The article goes on about the very real farming issues plaguing rural Canada, and certainly urban Canadians didn't vote against them. None of these issues made it to the election campaign by either party, and certainly not by the Conservatives who got the rural vote.
If rural Canada was really concerned about extreme weather affecting crop yields and farming risks, then you'd think rural Canada would be very strong on supporting the party with the strongest plans to limit Climate Change, and mitigate its effects, but that's not what the election results showed.
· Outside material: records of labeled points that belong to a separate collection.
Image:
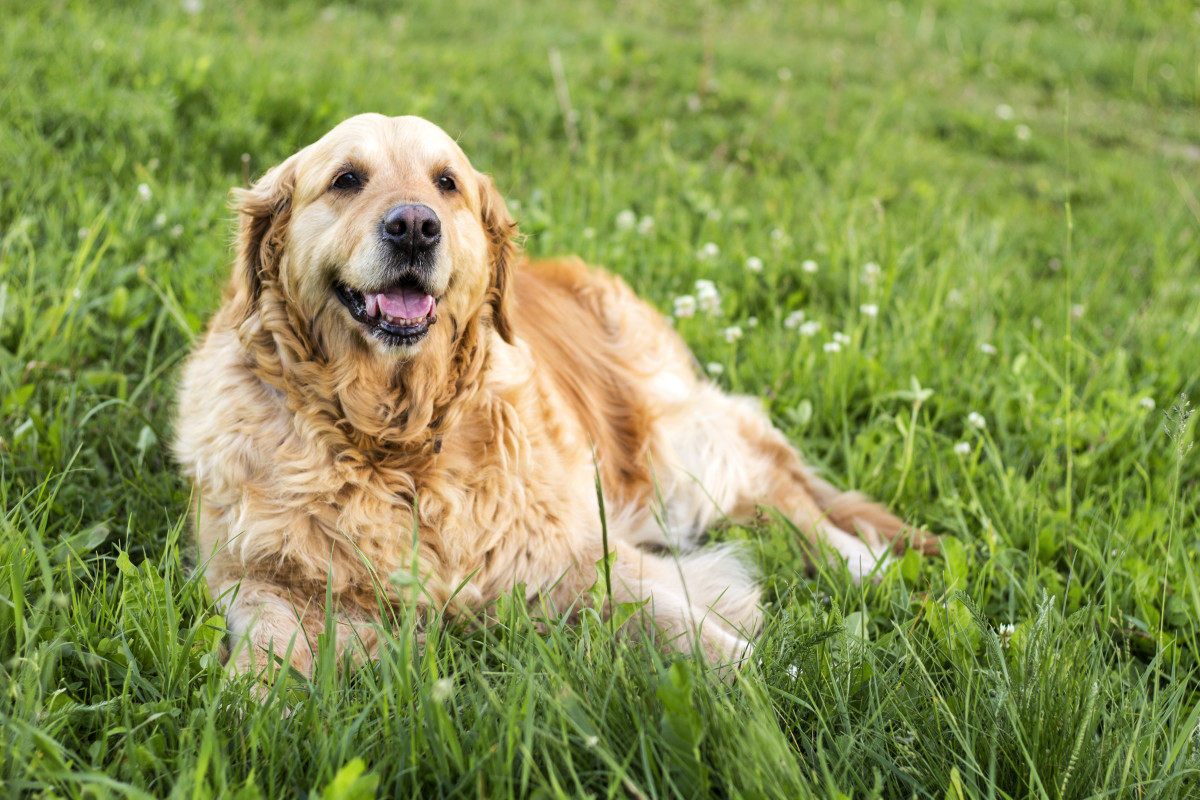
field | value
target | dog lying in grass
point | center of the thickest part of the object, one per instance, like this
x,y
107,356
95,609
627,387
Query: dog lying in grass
x,y
389,388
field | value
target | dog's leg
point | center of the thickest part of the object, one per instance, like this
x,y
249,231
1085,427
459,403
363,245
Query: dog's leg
x,y
707,597
861,530
731,458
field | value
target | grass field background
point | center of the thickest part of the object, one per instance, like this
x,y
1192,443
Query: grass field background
x,y
999,203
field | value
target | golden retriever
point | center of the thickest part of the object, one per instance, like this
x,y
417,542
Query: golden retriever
x,y
389,389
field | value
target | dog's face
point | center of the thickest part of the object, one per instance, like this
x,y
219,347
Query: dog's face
x,y
376,233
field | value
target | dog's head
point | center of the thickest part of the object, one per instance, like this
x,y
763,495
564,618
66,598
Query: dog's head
x,y
375,241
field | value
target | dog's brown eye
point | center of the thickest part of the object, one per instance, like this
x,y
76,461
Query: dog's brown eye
x,y
348,180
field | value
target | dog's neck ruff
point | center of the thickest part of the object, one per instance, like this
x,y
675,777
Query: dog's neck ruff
x,y
347,405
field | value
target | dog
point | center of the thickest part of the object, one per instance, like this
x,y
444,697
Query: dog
x,y
389,388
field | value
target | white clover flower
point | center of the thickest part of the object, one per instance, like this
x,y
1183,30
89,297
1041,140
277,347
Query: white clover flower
x,y
795,319
708,298
685,306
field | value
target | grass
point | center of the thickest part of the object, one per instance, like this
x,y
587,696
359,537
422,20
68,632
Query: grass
x,y
1025,176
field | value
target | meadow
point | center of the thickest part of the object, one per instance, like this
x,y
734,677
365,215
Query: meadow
x,y
957,252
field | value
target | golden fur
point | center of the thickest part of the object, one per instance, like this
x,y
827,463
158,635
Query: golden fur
x,y
311,443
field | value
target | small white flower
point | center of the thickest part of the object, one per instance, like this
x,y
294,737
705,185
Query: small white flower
x,y
442,691
795,319
708,298
685,306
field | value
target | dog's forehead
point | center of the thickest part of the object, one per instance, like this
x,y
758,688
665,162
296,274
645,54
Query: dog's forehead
x,y
402,145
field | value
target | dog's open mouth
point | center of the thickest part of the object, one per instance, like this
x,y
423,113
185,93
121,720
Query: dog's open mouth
x,y
400,316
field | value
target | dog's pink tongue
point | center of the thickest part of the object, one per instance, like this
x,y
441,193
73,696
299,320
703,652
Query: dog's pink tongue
x,y
406,304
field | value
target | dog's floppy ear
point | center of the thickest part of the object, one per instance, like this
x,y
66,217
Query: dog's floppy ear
x,y
263,212
502,230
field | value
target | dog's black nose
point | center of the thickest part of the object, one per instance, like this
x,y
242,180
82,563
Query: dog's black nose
x,y
412,226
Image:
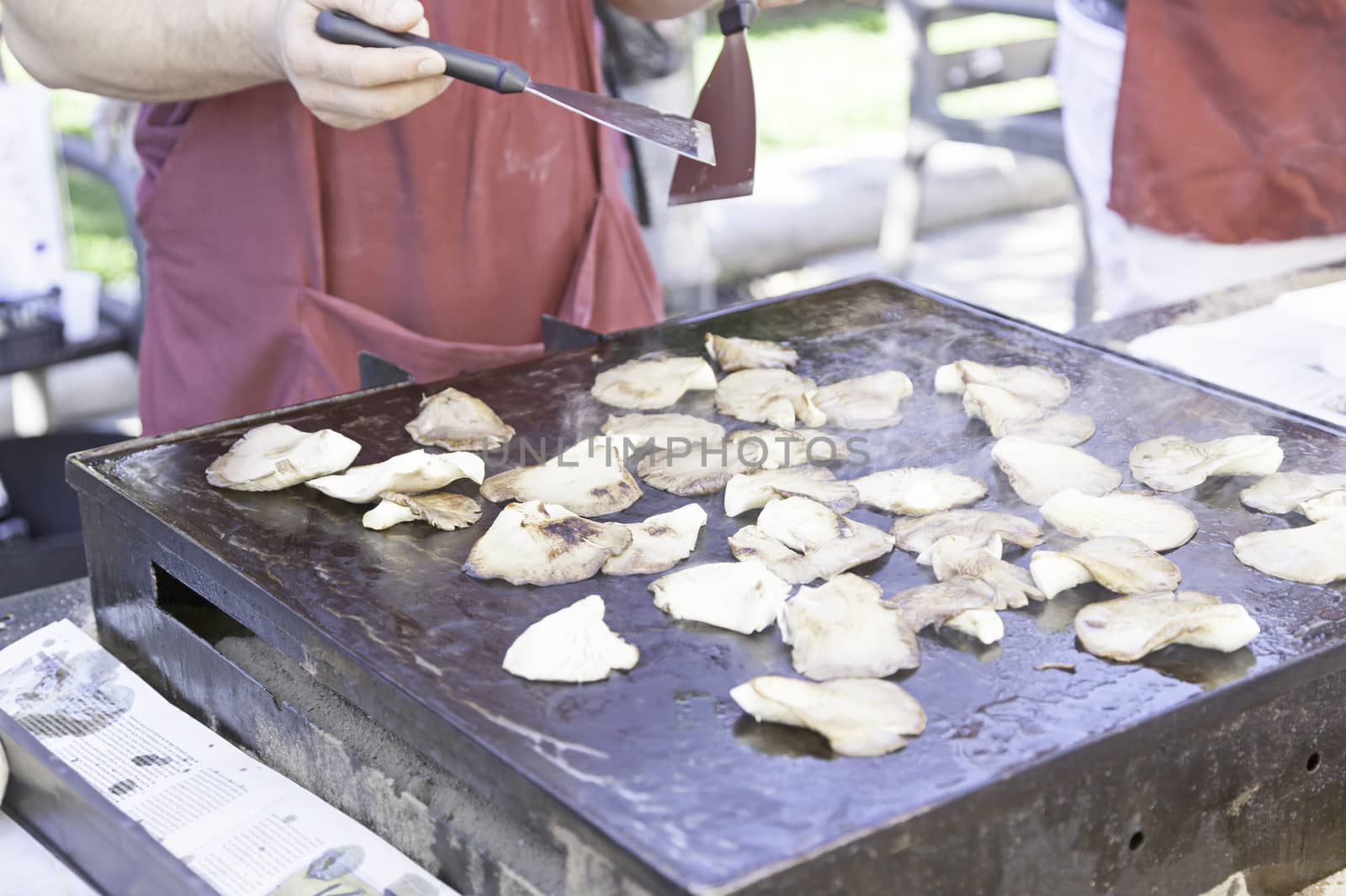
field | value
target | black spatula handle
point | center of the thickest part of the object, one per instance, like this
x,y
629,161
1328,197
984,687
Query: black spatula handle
x,y
464,65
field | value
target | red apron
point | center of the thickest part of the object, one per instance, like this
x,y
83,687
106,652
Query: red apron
x,y
1231,123
280,247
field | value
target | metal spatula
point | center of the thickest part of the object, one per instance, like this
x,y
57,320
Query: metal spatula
x,y
729,105
691,139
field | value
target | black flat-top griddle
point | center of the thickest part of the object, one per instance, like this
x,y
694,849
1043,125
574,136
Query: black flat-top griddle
x,y
1154,778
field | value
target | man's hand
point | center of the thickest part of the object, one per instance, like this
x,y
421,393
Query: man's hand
x,y
356,87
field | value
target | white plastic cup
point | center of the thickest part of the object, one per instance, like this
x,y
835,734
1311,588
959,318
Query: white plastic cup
x,y
80,294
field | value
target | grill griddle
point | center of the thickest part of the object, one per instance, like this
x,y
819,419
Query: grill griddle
x,y
1119,777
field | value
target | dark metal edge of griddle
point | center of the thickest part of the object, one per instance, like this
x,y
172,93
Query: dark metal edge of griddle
x,y
98,841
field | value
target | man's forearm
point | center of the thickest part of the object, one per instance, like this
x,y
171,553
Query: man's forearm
x,y
152,50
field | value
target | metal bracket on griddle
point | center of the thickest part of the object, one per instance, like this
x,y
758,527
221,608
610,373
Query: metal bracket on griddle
x,y
98,841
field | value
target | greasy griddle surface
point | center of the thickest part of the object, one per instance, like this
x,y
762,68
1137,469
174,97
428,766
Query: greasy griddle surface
x,y
661,759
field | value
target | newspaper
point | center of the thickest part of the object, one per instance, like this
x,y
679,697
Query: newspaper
x,y
241,826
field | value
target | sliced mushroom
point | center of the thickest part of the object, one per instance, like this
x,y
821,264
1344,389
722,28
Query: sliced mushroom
x,y
1038,385
410,474
1010,415
1314,554
660,543
443,510
858,716
740,596
458,421
865,402
1282,493
1158,522
978,527
538,543
1038,469
654,384
843,630
777,397
1130,628
1121,565
1174,463
919,491
962,603
572,644
753,490
734,353
276,456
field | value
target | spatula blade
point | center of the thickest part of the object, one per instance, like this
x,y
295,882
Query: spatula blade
x,y
729,105
684,136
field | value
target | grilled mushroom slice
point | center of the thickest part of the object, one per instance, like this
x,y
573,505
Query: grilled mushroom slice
x,y
865,402
740,596
1314,554
660,543
1158,522
777,397
1038,385
858,716
753,490
978,527
458,421
735,353
843,630
1038,471
919,491
1009,415
1121,565
572,644
442,510
538,543
962,603
1285,491
276,456
1174,463
410,474
1130,628
652,385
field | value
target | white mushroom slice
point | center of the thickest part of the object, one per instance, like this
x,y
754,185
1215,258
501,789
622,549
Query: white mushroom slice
x,y
917,491
865,402
1121,565
1038,385
589,491
410,474
572,644
276,456
1282,493
1314,554
458,421
753,490
735,353
858,718
777,397
538,543
1010,415
955,556
1174,463
1158,522
843,630
1038,469
652,385
665,431
962,603
978,527
1128,628
448,512
740,596
660,543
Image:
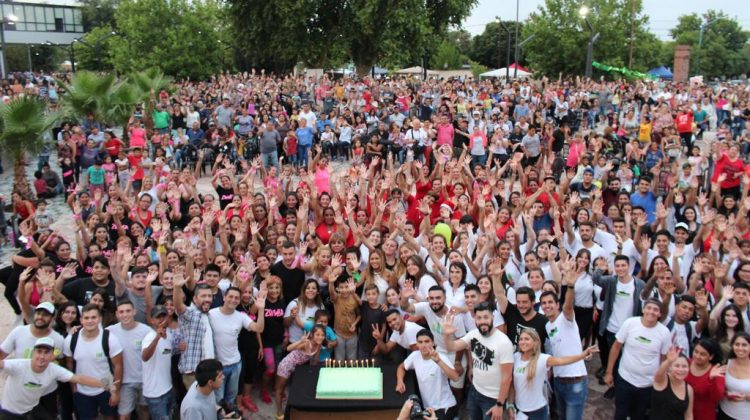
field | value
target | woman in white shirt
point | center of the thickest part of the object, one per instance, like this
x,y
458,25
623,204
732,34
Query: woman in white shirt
x,y
736,402
530,371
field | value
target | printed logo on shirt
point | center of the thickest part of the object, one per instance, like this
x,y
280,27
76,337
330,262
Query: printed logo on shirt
x,y
642,339
483,356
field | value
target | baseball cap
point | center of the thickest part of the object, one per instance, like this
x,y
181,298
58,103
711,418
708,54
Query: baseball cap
x,y
158,311
46,306
44,342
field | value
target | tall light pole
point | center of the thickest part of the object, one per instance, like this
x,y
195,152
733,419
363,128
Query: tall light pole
x,y
507,50
518,47
700,45
97,47
7,20
592,39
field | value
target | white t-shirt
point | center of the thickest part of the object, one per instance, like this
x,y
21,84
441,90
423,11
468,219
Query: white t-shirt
x,y
305,315
226,330
564,340
622,307
20,342
641,351
90,359
435,323
24,387
131,340
433,382
408,337
156,370
469,324
529,395
488,353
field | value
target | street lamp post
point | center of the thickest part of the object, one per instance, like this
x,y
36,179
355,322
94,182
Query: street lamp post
x,y
507,50
592,39
71,53
7,20
97,47
700,45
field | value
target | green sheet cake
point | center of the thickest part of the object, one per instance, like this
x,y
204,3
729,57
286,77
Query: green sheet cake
x,y
350,384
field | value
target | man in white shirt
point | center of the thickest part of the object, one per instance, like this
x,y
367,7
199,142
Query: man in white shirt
x,y
130,333
403,334
156,353
21,341
433,371
570,381
28,378
226,324
492,355
644,343
87,353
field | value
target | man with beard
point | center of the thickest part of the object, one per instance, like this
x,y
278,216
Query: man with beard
x,y
21,343
433,371
195,327
433,311
31,377
226,324
570,381
492,356
522,314
403,334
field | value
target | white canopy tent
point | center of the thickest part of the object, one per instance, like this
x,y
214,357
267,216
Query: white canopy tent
x,y
500,73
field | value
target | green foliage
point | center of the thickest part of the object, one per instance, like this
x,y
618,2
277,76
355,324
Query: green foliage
x,y
724,49
23,123
109,100
91,58
183,38
561,36
447,57
327,33
490,47
98,13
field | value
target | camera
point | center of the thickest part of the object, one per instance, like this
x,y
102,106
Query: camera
x,y
417,410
As for rural Canada requiring fossil fuels more than urban Canada, it seems that the government has already provided an exception to the carbon tax for farming, and while it might not be complete enough to cover all farming needs, such as the example of crop-drying, this would hardly constitute a major portion of 'the great divide'. And farmers can also buy an electric car if they want to reduce their fuel consumption as a result of having to drive great distances everywhere, just like urban drivers. Of course it was rural-supported conservative governments that cancelled the few rebate programs that would have helped to buy that EV.
Even attempts to provide a physiological explanation with interdependence vs independence views seemed lame when, after describing rural people as more independent-minded, the author goes on to describe them as working to 'look after one-another'. Isn't that just a form of interdependence?
So, at the end of this article, I'm still left with no enlightenment as to what is behind this great divide.
I think Mr. Sharp needs to go back to his desk and dig a little deeper, as I'd still like an answer to the subtitle of this piece. As a final point, I'd like to point out that this 'great divide' appears not so large as that shown by the seat-count in the 2019 election, when the election results are viewed from the perspective of the popular vote. However, there's still lots of 'divide' on which Mr. Sharp can write about to enlighten us, if he chooses to take another stab at it. I hope he does.